Add EnsembleWrapper for model-agnostic uncertainty quantification by theosig · Pull Request #1644 · NVIDIA/physicsnemo

theosig · 2026-05-13T20:43:29Z

Description
Adds EnsembleWrapper to physicsnemo/experimental/models — a model-agnostic utility that wraps any physicsnemo.Module to provide ensemble-based epistemic uncertainty quantification.

Motivation
Deploying AI surrogates in industrial settings requires knowing when to trust the model. The 25.08 release introduced ensemble-based confidence estimation as a workflow in physicsnemo-cfd, scoped to the DoMINO automotive aerodynamics model (now moved to deprecated/). No model-agnostic equivalent exists in the core library. This PR promotes that pattern to a reusable first-class API.

What this adds

EnsembleWrapper — wraps any list of trained physicsnemo.Module instances and provides:

forward() — returns the ensemble mean, making it a drop-in replacement for any single model
predict_with_uncertainty() — returns mean, epistemic std, and all member predictions as an EnsemblePrediction dataclass
from_checkpoints() — constructs the ensemble directly from saved .pt checkpoint files

EnsemblePrediction dataclass — clean container for mean, std, and raw predictions
Example: examples/structural_mechanics/ensemble_uq/ — demonstrates the wrapper on a beam deflection surrogate, showing that epistemic std grows where the model is uncertain
Tests: test/models/test_ensemble_wrapper.py — 18 checks covering construction, forward pass shapes, mathematical correctness, and checkpoint round-trip

Usage

from physicsnemo.experimental.models.ensemble_wrapper import EnsembleWrapper

# Wrap independently trained members
ensemble = EnsembleWrapper(members)

# Drop-in forward (returns mean)
mean = ensemble(x)

# Uncertainty-aware inference
result = ensemble.predict_with_uncertainty(x)
result.mean   # (B, out_features)
result.std    # epistemic uncertainty

Checklist

I am familiar with the Contributing Guidelines
New or existing tests cover these changes
Follows MOD-001 (uses physicsnemo.Module base class via FullyConnected)
Follows MOD-002a (placed in physicsnemo/experimental/models/)
Follows MOD-003b (all docstrings use r""" prefix)
Follows EXT-001 (example-only deps declared in requirements.txt)

…y quantification

copy-pr-bot · 2026-05-13T20:43:33Z

This pull request requires additional validation before any workflows can run on NVIDIA's runners.

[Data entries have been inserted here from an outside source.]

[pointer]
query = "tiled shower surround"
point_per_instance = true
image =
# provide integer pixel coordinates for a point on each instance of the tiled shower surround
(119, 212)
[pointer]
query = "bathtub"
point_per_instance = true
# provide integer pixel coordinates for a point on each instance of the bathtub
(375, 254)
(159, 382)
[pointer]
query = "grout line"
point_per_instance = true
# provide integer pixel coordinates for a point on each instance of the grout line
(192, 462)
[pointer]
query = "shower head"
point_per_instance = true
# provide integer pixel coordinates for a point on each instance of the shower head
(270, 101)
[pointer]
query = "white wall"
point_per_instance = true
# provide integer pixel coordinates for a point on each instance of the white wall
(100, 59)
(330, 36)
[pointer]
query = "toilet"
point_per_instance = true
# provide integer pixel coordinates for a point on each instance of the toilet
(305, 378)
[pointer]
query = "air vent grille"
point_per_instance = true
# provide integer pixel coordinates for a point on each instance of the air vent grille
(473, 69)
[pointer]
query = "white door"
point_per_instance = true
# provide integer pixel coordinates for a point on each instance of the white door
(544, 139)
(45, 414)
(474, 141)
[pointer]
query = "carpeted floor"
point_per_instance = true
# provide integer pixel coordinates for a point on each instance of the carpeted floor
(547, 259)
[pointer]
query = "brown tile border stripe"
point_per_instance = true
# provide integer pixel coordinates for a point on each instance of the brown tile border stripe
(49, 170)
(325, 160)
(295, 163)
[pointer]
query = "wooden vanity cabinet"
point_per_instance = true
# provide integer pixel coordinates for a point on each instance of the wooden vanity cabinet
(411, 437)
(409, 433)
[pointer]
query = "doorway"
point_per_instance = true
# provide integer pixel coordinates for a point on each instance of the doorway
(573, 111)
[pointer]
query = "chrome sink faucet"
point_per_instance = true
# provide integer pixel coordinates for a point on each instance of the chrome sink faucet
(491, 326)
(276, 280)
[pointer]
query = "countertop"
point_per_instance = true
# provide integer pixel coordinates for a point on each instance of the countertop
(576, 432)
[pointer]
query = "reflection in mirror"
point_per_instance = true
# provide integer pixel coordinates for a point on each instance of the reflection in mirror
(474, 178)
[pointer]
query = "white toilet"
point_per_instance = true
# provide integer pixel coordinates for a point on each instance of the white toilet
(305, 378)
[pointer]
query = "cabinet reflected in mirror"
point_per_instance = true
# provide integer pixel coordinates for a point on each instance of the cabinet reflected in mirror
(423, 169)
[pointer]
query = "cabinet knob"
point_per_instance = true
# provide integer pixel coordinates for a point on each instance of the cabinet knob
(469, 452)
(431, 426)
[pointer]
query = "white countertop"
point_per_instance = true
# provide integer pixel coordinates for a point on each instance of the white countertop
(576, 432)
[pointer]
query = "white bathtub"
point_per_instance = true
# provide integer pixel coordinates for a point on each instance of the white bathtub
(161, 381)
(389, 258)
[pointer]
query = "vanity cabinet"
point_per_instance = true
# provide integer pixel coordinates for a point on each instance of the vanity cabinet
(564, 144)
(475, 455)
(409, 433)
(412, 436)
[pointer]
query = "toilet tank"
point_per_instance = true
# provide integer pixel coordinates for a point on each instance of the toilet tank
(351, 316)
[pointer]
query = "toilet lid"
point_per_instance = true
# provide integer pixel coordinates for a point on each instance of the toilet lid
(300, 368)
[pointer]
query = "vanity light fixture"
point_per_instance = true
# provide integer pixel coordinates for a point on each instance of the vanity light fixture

Pull request vetters can view their responsibilities here.

Contributors can view more details about this message here.

greptile-apps · 2026-05-13T20:49:04Z

Greptile Summary

This PR adds EnsembleWrapper, a model-agnostic utility that wraps any list of physicsnemo.Module instances to provide ensemble-based epistemic uncertainty quantification, along with an EnsemblePrediction dataclass, a beam deflection example, and a test suite.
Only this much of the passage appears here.